Саймон Дженкинс продержался до 1993 года; The Times и Independent ведут между собой ценовую войну — не столько танками на газонах, сколько пальцами в глаза. Крошка Роулэнд и Мохамед Аль-Файед пожали друг другу руки в продуктовом отделе Хэрродз в октябре 1993-го; их примирение состоялось при посредничестве Бассама Абу Шарифа из Организации освобождения Палестины. Управление налоговых сборов по-прежнему отклоняет предложение мистера Роулэнда взяться за расследование деятельности мистера Аль-Файеда.

3. Миссис Тэтчер разводит руками: «Хорошенькое дельце!»

В мае 1979-го, сформировав свой первый кабинет, вместе с только что назначенными министрами Маргарет Тэтчер позировала для традиционного школьного фото. Двадцать четыре мужчины расположились вокруг одной женщины — аксминстер[26] под ногами, Гейнсборо за спиной, над головой — люстра с хрустальными подвесками. Все двадцать четыре мужчины пытаются кто во что горазд источать gravitas [27], выглядеть по-юношески активными и, самое главное, утаить нешуточное удивление от того, что они здесь оказались. Десятеро из двух дюжин столкнулись с первой реальной проблемой политической деятельности: куда деть руки, когда сидишь в первом ряду на официальной фотографии. Если скрестить, как Кит Джозеф, руки на груди, это будет выглядеть жестом оборонительным, чопорным, отталкивающим. Если сцепить, как лорд Хэйлшэм, руки на животе внушительных размеров — будет смотреться как бахвальство своей страстью к чревоугодию. Прихватить, как лорд Каррингтон, левое запястье правой рукой, а левую кисть оставить болтающейся в районе бедра — покажется признаком нерешительности, политической мягкотелости. Сложить, как Джеймс Прайор, руки чашечкой в районе паха — откровенно неразумно. В качестве альтернативы — так поступили трое из десяти новоиспеченных министров переднего ряда — вы можете разместить кисти с вытянутыми пальцами на бедре, прямо над коленом. Такая поза выглядит решительной и деловитой: значит, так — теперь мы берем в руки бразды правления, мы готовы действовать и всерьез намерены навести порядок в том бедламе, который оставило нам предыдущее правительство. Таким образом, один вопрос решен. Второе затруднение состоит в том, что делать с лицом: нарочитая улыбка, демонстрирующая спокойную уверенность в себе, может быть воспринята как симптом лоснящегося самодовольства, тогда как замысел показаться значительным и при этом заряженным энергией часто дает осечку, оборачиваясь выражением глубокого беспокойства. Пожалуй, наилучшее решение — быть максимально непосредственным и попросту выглядеть очень жизнерадостно.
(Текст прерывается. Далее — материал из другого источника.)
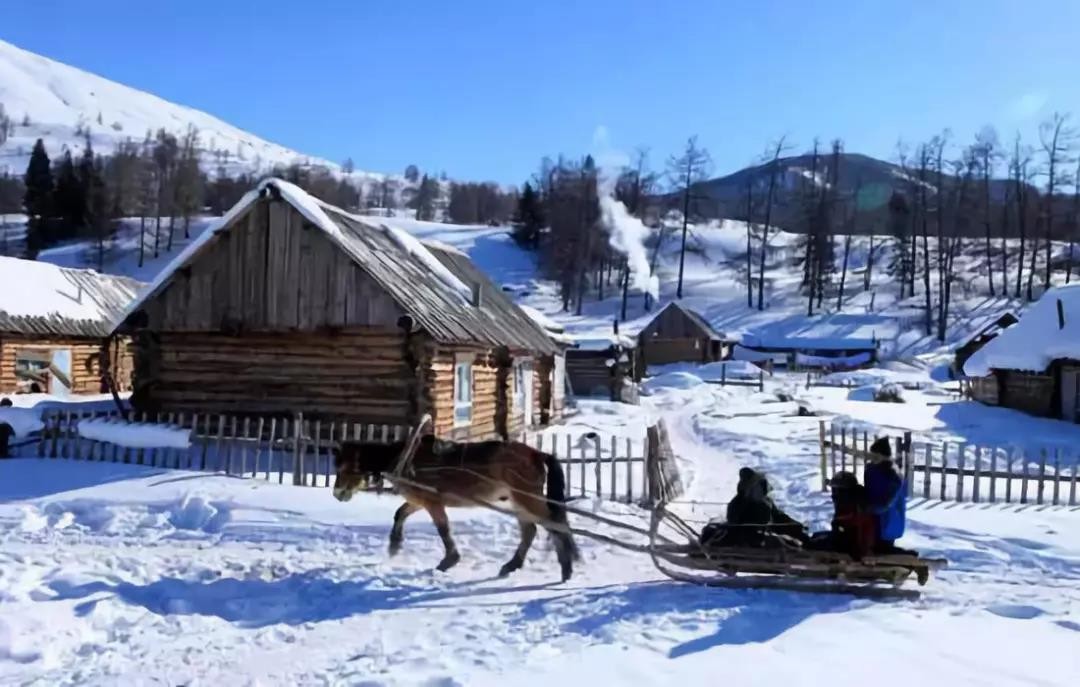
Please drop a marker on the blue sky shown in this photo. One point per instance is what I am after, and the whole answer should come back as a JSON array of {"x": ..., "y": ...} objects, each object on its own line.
[{"x": 483, "y": 90}]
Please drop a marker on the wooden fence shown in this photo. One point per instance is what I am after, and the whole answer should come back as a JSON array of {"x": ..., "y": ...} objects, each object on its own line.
[
  {"x": 299, "y": 452},
  {"x": 953, "y": 471}
]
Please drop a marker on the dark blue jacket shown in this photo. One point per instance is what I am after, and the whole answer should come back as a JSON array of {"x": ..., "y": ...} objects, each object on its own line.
[{"x": 887, "y": 498}]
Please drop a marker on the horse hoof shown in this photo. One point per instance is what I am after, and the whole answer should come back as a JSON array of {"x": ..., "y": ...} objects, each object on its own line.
[{"x": 448, "y": 563}]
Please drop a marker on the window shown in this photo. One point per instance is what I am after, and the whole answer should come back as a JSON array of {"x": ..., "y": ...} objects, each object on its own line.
[{"x": 462, "y": 392}]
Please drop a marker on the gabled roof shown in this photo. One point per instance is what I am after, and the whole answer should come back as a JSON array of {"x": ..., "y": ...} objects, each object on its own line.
[
  {"x": 434, "y": 284},
  {"x": 1048, "y": 331},
  {"x": 42, "y": 299}
]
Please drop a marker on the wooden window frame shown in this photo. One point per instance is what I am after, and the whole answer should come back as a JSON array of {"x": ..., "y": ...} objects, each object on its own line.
[{"x": 463, "y": 406}]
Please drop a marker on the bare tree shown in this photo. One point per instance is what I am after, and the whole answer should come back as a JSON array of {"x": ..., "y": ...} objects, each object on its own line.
[
  {"x": 770, "y": 196},
  {"x": 1057, "y": 139},
  {"x": 687, "y": 170}
]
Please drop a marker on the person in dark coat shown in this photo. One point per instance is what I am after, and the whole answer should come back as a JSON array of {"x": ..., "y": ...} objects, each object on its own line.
[
  {"x": 753, "y": 519},
  {"x": 886, "y": 497},
  {"x": 853, "y": 528}
]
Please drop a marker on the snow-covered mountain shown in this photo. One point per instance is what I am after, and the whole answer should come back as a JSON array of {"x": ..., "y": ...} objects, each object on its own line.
[{"x": 58, "y": 103}]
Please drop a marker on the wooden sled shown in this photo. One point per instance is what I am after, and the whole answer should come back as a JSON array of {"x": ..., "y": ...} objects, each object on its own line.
[{"x": 791, "y": 568}]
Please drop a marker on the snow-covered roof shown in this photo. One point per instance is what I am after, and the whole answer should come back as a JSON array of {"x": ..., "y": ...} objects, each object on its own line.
[
  {"x": 431, "y": 283},
  {"x": 40, "y": 298},
  {"x": 1038, "y": 339}
]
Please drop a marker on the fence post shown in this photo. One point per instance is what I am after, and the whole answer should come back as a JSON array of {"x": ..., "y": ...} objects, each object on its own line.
[
  {"x": 1042, "y": 474},
  {"x": 821, "y": 446}
]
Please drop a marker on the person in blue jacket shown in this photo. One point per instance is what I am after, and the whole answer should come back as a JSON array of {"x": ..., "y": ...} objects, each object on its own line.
[{"x": 886, "y": 497}]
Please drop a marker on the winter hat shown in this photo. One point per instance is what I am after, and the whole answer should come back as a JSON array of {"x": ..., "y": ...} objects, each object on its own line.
[{"x": 881, "y": 447}]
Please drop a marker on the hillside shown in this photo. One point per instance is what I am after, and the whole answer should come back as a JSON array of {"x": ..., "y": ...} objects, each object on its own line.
[{"x": 55, "y": 102}]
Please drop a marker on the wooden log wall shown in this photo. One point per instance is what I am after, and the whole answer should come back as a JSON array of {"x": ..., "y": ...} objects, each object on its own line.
[
  {"x": 441, "y": 393},
  {"x": 270, "y": 270},
  {"x": 85, "y": 361},
  {"x": 359, "y": 374}
]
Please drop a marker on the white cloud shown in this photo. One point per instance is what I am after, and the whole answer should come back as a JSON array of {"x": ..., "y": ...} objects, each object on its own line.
[{"x": 1028, "y": 105}]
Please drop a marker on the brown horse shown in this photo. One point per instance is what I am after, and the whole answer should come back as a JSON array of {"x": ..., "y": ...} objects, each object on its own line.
[{"x": 462, "y": 475}]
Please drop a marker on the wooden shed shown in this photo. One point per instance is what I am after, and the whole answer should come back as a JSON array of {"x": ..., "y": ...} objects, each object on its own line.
[
  {"x": 291, "y": 305},
  {"x": 1034, "y": 365},
  {"x": 55, "y": 326},
  {"x": 679, "y": 335}
]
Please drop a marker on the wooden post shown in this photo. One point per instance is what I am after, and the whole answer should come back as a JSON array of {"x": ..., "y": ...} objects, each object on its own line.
[
  {"x": 615, "y": 468},
  {"x": 979, "y": 473},
  {"x": 1042, "y": 474},
  {"x": 273, "y": 429},
  {"x": 281, "y": 462},
  {"x": 299, "y": 447},
  {"x": 597, "y": 470},
  {"x": 1009, "y": 463},
  {"x": 1023, "y": 484},
  {"x": 927, "y": 463},
  {"x": 844, "y": 448},
  {"x": 944, "y": 469},
  {"x": 994, "y": 474},
  {"x": 243, "y": 446},
  {"x": 961, "y": 459},
  {"x": 1057, "y": 475},
  {"x": 824, "y": 461}
]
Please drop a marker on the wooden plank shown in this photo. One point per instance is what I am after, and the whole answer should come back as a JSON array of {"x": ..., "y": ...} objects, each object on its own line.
[
  {"x": 1057, "y": 475},
  {"x": 994, "y": 471},
  {"x": 273, "y": 430},
  {"x": 318, "y": 448},
  {"x": 281, "y": 462},
  {"x": 615, "y": 469},
  {"x": 941, "y": 496},
  {"x": 824, "y": 460},
  {"x": 1042, "y": 475},
  {"x": 927, "y": 471},
  {"x": 977, "y": 475}
]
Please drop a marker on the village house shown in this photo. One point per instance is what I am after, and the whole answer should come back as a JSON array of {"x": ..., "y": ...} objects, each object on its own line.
[
  {"x": 55, "y": 326},
  {"x": 680, "y": 335},
  {"x": 291, "y": 305},
  {"x": 1035, "y": 364}
]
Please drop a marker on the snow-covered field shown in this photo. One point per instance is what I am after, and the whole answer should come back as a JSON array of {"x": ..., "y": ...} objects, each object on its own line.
[{"x": 126, "y": 575}]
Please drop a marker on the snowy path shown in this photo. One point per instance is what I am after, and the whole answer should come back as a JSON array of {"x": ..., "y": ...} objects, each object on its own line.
[{"x": 117, "y": 575}]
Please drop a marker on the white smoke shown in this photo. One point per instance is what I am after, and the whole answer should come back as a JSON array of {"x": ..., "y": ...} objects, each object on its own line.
[{"x": 628, "y": 233}]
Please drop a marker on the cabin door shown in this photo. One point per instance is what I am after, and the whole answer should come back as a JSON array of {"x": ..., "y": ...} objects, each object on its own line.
[{"x": 1070, "y": 394}]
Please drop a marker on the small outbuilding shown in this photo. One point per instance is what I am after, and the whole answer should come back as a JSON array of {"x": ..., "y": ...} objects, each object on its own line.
[
  {"x": 680, "y": 335},
  {"x": 291, "y": 305},
  {"x": 55, "y": 326},
  {"x": 1034, "y": 365}
]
Слева от миссис Тэтчер, через пару мест, сидит человек, обнаруживший корректную линию поведения как для лица, так и для рук: на нем очки, в волосах седина, но выглядит он моложаво, сияет как начищенный пятак — но видно, что такому палец в рот не клади; живое воплощение оптимизма, да и только. Таким ему и следует быть: без лишних угрызений совести, он умудрился перекинуться из либерального консерватизма в тэтчеризм, сыграл ключевую роль при составлении предвыборного манифеста, и только что его назначили на должность канцлера казначейства.

Его имя — сэр Джеффри Хау, и в течение следующих одиннадцати лет ему суждено оставаться наиболее лояльным, вызывающим наименьшую неприязнь и самым нехаризматичным из всех министров тори первого ряда. Ему предстоит четыре года оттрубить канцлером казначейства, шесть — министром иностранных дел, год с четвертью — замом премьер - министра. О его лояльности и ухватистости можно судить по тому факту, что когда 1 ноября 1990 года он наконец ушел в отставку, то оказался предпоследним из тех двадцати пяти человек, что вторглись на аксминстерский ковер; из всей той компании уцелела только сама миссис Тэтчер.
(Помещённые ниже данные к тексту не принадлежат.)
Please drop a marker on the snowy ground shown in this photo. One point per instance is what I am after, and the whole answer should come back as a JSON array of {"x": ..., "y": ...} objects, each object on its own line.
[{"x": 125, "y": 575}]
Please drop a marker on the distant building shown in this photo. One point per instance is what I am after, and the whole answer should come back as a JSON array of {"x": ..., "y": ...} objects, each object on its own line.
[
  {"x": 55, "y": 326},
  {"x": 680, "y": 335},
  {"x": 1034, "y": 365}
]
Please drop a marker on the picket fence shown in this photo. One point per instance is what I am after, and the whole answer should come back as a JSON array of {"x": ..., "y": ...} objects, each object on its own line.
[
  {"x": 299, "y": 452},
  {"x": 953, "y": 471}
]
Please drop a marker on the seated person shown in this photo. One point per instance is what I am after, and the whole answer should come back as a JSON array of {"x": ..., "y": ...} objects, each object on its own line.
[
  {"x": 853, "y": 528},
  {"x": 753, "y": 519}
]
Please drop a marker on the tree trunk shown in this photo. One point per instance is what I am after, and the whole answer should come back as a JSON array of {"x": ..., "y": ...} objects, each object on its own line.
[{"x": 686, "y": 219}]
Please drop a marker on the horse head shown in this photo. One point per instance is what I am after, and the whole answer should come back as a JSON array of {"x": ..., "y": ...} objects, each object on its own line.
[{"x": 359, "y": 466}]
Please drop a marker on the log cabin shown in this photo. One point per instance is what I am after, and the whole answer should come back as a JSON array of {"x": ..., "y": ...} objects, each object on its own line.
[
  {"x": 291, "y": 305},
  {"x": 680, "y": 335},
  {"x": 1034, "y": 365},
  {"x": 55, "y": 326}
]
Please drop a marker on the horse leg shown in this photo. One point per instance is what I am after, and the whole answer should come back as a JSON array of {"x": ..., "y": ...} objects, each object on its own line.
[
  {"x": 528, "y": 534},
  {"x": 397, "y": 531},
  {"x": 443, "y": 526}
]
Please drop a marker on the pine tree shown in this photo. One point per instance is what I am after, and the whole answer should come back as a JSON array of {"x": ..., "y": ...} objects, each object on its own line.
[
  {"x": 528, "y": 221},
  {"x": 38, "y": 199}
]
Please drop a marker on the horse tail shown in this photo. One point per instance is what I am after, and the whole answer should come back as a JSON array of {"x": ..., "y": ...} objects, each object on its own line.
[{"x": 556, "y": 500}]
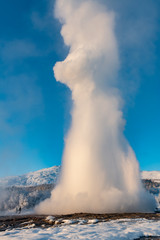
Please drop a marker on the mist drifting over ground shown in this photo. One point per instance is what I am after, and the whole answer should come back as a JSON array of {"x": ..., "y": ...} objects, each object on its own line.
[{"x": 100, "y": 172}]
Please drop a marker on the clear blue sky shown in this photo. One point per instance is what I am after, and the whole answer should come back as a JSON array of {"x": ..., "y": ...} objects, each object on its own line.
[{"x": 35, "y": 109}]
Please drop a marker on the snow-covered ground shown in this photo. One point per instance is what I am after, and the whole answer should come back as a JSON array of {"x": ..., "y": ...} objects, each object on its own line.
[{"x": 118, "y": 229}]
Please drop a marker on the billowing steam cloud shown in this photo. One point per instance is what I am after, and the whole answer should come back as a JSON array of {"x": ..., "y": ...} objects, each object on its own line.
[{"x": 100, "y": 172}]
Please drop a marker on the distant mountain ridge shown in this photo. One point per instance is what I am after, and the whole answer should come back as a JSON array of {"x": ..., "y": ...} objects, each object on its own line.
[
  {"x": 50, "y": 176},
  {"x": 40, "y": 177}
]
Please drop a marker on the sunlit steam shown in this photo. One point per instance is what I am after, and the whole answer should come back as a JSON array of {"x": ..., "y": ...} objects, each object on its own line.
[{"x": 100, "y": 172}]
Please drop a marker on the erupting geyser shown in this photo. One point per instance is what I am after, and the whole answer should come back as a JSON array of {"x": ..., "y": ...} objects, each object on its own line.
[{"x": 100, "y": 172}]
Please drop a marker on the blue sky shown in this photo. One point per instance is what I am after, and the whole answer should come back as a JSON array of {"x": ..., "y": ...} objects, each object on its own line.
[{"x": 35, "y": 109}]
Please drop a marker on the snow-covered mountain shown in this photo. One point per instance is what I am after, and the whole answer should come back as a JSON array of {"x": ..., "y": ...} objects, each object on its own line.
[
  {"x": 30, "y": 189},
  {"x": 44, "y": 176},
  {"x": 50, "y": 176}
]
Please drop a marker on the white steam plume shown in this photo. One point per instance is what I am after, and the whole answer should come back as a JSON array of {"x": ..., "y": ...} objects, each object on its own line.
[{"x": 100, "y": 172}]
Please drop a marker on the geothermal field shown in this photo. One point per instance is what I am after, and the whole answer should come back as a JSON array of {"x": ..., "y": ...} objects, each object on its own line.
[{"x": 99, "y": 191}]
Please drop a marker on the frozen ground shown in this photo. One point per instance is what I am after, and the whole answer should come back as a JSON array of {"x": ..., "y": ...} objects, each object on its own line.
[{"x": 115, "y": 229}]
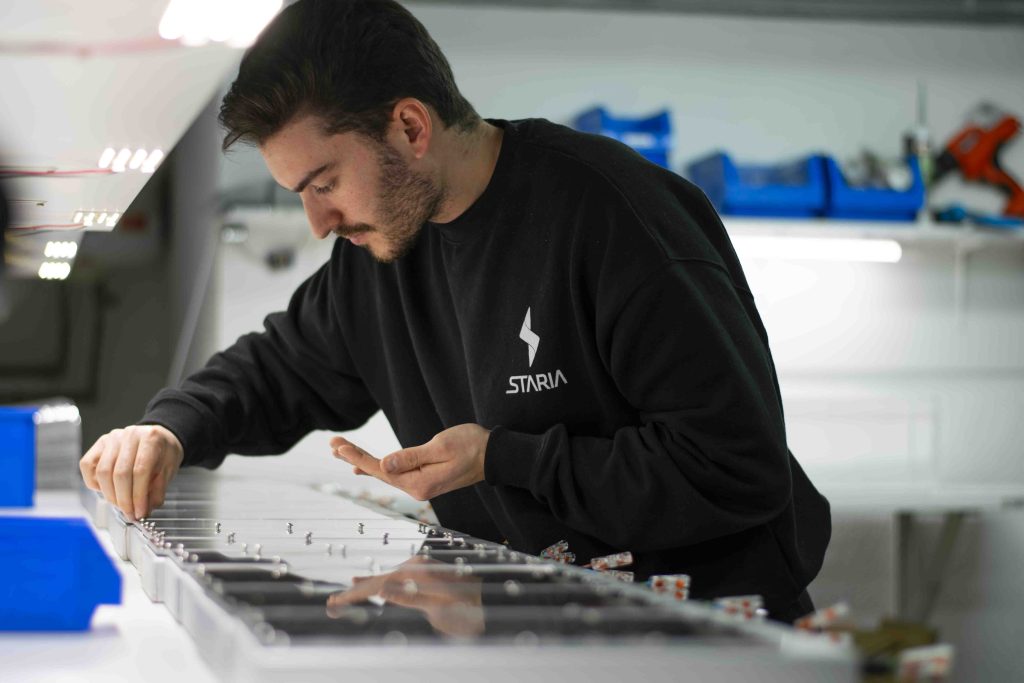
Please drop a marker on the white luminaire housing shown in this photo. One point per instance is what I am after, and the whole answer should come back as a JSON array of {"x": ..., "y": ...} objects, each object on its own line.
[
  {"x": 121, "y": 161},
  {"x": 107, "y": 157},
  {"x": 153, "y": 161},
  {"x": 237, "y": 23},
  {"x": 817, "y": 249},
  {"x": 54, "y": 269}
]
Долгожительство сэра Джеффри едва ли удивило бы наблюдателей в 1979 году. Чему они бы удивились, так это тому, что буквально через месяц после его отставки — и как прямое следствие ее — саму миссис Тэтчер, которая на тот момент еще дважды выигрывала всеобщие выборы и которую по-прежнему поддерживали большинство депутатов ее парламентской фракции, без долгих церемоний выпроводят в загородную ссылку, положив таким образом конец самому продолжительному премьерству со времен второго графа Ливерпульского, чье бессовестное правление длилось с 1812 по 1827 год.

На протяжении большей части 1990 года над британской политической жизнью стелился пронзительный запашок, хотя был ли то просто запашок от подтухающего мясца — зрелое правительство созрело окончательно — оставалось неясным. Точно можно сказать, что это был год смертей и отставок, хотя поначалу многие из них носили комический характер. В июне, например, после десяти лет небесспорных успехов обанкротилась наконец социал-демократическая партия. Основанная в 1981 году, под шумные аплодисменты средств массовой информации, СДП в годы своей юности вроде как оживила центр британской политики и стала одним из китов, на которых держится трехпартийная система[28]. Но постепенно ее обгладывали-обгладывали и оставили ни с чем — война за Фолклендские острова (упрочившая поддержку Тори), избирательная система (а пропорциональное представительство могло бы здорово помочь делу), их собственная фракционность и модернизация Лейбористской партии, занявшей промежуточную позицию. СДП сама улеглась в могилу и укутала свои изморенные голодом мощи в саван после унизительных дополнительных выборов в ланкаширском городке Бутл. В конце 1981-го и начале 1982-го, судя по опросам общественного мнения, СДП была реальным лидером, опережая и консерваторов, и лейбористов. Восемь лет спустя, в Бутле, избиратели не восприняли их кандидата всерьез; хуже того, его не восприняли даже и как шутку. Представитель Уродской Буйной Полоумной Партии Зашибенного лорда Сатча — возникшей исключительно с целью разрекламировать дряхлеющую рок-звезду — получил 418 голосов из 35 477. Социал-демократ с миру по нитке нахристарадничал убогие 155.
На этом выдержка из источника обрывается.